The dispute between leading AI companies and the U.S. military has escalated. According to Stratechery, Anthropic is now in a direct confrontation with what is referred to as the «Department of War» — a conflict not just about one contract, but about the entire premise of who should control the boundaries of military artificial intelligence.
Anthropic Puts Its Foot Down
Anthropic CEO Dario Amodei has made it crystal clear that the company will not allow Claude to be used for mass surveillance of civilians or for fully autonomous weapon systems — that is, systems that identify and engage targets without human control. Amodei has justified this by stating that interface models are simply not reliable enough for such decisions.
According to research material, the Pentagon sought unlimited access to Anthropic's technology for «all lawful purposes,» which the company declined. The consequence was dramatic: the Trump administration blacklisted Anthropic as a «supply chain threat» and ordered federal agencies to cease using the company's products. Despite threats of being excluded from defense programs and reported attempts to use the Defense Production Act as leverage, Amodei has held firm on his position.
No amount of pressure from the Pentagon will change our stance on mass surveillance or fully autonomous weapons — Dario Amodei, CEO Anthropic

OpenAI: Contractually Defined Boundaries, But With Loopholes?
OpenAI chose a different path. The company entered into an agreement with the Pentagon to make its advanced models available in classified environments, but with three explicit prohibitions: no use for mass surveillance, no control of autonomous weapons, and no use in high-risk automated decision-making systems such as so-called «social credit» systems.
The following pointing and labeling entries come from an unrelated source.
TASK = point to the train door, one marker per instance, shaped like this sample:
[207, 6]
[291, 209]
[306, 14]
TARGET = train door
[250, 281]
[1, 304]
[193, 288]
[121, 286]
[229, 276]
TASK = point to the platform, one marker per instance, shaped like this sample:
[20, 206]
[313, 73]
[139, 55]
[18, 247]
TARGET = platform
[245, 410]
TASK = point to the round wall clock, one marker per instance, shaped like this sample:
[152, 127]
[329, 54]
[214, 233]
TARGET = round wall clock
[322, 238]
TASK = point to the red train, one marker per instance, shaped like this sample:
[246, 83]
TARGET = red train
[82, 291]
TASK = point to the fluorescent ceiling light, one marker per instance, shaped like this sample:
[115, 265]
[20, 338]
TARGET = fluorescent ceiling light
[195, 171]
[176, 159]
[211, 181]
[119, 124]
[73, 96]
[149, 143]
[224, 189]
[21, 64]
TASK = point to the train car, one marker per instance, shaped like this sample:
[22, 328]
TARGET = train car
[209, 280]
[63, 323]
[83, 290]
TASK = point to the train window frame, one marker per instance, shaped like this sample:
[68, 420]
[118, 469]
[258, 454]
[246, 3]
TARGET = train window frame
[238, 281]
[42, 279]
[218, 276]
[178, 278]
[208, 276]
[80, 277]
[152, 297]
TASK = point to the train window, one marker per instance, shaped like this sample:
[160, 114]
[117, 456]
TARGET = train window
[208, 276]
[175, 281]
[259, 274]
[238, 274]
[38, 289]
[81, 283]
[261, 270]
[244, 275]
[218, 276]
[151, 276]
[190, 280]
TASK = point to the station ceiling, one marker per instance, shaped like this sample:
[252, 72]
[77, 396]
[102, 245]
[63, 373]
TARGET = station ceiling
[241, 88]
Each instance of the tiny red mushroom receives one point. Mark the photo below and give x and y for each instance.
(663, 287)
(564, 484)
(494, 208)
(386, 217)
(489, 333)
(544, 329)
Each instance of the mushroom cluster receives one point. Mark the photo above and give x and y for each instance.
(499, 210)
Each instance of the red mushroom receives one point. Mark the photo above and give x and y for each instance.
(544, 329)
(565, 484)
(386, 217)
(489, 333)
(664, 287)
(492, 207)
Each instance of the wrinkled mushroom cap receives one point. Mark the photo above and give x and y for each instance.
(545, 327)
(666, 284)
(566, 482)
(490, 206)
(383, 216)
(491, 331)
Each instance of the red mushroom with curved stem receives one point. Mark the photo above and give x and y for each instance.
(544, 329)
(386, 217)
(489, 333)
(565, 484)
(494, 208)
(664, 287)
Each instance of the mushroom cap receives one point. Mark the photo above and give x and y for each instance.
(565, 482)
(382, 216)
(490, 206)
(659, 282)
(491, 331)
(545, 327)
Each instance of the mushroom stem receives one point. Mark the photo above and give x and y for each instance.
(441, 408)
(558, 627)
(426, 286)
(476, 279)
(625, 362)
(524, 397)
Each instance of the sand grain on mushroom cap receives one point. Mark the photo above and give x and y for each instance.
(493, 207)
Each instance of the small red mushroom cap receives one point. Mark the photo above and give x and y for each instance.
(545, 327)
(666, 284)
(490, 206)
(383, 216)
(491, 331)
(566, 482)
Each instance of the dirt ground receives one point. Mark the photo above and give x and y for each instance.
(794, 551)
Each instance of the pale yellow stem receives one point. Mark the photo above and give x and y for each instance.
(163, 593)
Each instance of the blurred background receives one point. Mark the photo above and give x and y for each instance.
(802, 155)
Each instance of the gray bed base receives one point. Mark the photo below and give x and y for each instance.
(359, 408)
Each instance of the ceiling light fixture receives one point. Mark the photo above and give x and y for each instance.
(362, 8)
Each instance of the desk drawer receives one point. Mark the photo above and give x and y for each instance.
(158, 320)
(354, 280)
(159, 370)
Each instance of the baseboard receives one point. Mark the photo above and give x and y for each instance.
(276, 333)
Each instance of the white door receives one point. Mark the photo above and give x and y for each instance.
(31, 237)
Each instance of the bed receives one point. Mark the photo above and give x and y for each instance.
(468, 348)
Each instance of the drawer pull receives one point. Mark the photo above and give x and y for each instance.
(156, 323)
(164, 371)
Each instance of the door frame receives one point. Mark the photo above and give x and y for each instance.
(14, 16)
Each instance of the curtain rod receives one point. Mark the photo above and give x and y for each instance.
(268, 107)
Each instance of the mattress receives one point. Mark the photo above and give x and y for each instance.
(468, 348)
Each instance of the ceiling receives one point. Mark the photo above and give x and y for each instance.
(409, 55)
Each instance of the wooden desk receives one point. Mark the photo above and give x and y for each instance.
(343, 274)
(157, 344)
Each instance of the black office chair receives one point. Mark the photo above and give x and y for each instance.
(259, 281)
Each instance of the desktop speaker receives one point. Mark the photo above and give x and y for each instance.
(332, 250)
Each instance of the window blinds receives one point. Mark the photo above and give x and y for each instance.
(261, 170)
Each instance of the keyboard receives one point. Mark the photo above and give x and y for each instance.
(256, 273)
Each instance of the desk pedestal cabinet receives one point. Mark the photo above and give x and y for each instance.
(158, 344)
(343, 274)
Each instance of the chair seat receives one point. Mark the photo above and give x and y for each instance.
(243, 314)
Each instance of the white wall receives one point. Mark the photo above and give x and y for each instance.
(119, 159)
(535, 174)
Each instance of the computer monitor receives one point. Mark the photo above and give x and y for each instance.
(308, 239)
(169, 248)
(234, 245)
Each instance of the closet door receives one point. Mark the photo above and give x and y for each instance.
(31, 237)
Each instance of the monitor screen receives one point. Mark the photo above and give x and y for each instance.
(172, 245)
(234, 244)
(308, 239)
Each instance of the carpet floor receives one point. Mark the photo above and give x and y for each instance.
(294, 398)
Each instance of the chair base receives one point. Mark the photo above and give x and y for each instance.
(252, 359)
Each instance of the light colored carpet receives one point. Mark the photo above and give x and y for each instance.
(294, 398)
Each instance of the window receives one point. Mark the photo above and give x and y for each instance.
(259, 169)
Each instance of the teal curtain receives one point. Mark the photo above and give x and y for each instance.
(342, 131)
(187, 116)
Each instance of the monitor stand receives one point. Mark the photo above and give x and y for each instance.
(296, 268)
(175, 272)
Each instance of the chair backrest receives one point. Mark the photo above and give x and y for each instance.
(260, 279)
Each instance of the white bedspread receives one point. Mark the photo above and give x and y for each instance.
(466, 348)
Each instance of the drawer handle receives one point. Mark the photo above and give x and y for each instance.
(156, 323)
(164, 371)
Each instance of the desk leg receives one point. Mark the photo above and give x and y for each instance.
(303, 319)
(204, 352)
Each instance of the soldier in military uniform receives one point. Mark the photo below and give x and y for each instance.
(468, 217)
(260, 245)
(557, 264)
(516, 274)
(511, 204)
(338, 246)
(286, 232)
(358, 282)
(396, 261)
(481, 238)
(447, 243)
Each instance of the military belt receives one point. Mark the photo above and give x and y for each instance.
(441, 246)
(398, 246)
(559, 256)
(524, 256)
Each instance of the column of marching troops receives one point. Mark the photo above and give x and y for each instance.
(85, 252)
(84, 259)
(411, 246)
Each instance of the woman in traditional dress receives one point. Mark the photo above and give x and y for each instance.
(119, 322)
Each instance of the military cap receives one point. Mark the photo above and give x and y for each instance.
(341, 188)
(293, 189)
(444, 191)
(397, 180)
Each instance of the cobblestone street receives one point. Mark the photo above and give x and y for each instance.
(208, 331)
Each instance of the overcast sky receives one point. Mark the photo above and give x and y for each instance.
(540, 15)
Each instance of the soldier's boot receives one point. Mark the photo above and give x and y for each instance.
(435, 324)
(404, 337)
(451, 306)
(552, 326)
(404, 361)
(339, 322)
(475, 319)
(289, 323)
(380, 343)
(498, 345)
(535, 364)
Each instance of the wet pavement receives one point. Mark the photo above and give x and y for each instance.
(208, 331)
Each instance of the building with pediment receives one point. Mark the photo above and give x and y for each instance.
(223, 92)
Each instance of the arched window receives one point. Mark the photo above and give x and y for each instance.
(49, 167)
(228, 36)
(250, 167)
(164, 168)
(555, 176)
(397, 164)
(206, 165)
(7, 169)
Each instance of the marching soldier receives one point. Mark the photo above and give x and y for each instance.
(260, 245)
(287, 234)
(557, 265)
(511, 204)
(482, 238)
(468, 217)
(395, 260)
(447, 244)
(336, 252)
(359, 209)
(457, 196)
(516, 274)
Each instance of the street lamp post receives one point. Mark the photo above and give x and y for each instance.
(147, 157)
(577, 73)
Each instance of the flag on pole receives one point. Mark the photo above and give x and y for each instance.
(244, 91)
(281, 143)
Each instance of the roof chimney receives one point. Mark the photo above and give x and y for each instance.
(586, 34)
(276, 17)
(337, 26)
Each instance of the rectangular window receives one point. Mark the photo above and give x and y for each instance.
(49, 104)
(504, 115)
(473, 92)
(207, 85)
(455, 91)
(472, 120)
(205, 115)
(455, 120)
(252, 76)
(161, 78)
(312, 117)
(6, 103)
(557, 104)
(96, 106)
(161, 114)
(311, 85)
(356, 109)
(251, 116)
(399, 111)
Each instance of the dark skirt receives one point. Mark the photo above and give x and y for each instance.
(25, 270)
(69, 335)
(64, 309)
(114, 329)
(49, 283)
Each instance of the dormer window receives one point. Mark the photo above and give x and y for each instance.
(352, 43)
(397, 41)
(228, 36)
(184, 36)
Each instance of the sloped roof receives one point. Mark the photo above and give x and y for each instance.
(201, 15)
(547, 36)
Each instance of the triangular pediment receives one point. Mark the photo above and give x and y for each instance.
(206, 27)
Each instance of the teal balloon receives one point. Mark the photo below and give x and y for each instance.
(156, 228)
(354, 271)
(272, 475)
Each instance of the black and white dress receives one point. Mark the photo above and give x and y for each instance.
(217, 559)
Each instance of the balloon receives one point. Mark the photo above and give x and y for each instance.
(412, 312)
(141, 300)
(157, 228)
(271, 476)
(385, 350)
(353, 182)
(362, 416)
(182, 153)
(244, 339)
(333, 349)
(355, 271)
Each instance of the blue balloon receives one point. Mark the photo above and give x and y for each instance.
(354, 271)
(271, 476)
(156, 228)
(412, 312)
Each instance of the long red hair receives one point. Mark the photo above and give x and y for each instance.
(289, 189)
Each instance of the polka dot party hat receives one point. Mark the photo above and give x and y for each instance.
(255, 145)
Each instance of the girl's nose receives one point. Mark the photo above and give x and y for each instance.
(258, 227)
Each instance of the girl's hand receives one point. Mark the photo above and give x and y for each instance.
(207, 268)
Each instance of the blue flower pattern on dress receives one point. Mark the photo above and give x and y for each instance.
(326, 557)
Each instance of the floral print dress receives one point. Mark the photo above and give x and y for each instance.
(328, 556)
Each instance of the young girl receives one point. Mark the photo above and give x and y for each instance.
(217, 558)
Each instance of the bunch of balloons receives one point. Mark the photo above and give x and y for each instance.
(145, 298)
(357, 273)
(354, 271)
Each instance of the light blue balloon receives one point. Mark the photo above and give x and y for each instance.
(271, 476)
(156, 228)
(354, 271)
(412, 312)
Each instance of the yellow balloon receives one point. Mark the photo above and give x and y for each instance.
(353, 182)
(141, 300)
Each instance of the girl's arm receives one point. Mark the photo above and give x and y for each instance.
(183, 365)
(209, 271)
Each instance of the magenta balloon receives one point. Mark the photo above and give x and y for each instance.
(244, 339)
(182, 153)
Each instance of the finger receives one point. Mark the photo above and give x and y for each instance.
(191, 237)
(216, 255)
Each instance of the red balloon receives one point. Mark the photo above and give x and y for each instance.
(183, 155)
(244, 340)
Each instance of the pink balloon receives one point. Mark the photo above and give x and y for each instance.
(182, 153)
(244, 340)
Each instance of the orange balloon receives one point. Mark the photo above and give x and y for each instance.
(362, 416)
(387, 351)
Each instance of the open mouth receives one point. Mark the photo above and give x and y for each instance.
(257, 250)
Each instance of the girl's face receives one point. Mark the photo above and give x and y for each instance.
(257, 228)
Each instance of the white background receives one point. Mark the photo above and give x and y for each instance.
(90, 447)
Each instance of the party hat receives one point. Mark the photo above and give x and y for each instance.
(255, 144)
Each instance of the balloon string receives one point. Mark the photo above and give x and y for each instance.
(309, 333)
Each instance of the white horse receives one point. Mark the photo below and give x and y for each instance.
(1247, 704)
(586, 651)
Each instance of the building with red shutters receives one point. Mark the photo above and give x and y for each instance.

Sam Altman has stated that the Department of Defense agreed to these principles and that they are enshrined in the contract. Technically, the solution is cloud-based, and OpenAI retains control over its security stack.
Critics, however, point out that the phrase «all lawful purposes» could give the military increased leeway if relevant legislation changes. This flexibility clearly differs from Anthropic's approach, where the boundaries are absolute and not dependent on context.

Google DeepMind Does a 180-Degree Turn
Where Anthropic and OpenAI at least maintain a set of ethical frameworks, Google has taken a far more radical turn. In 2025, the company's AI principles were quietly revised, and the explicit prohibition against developing AI for weapons and surveillance was removed. This is a marked break from the principles established in 2018, following internal rebellion against Project Maven.
DeepMind CEO Demis Hassabis has defended the change in course by stating that democracies should lead in AI development based on values such as freedom and human rights — and that «the benefits must significantly outweigh the risk of harm.» Nevertheless, research material shows that nearly 200 DeepMind employees in 2024 signed a letter asking the company to terminate military contracts, concerned that it undermines the company's credibility as an ethical AI actor.
An Industry Without a Common Standard
The Stratechery analysis points out that this conflict reveals a structural problem: the AI industry lacks a common, binding standard for military use. Each company defines its own red lines — and these can change under commercial or political pressure.
At the same time, Anthropic's position is controversial for other reasons. Stratechery suggests that while the company's concerns may be legitimate, it is problematic for a private company to deny a democratically elected government access to technology based on its own ethical premises. It is a balancing act without easy answers — and a debate that is unlikely to be over.
The question that remains is who ultimately should have the final say: the states that finance and regulate technology development, or the companies that actually build it.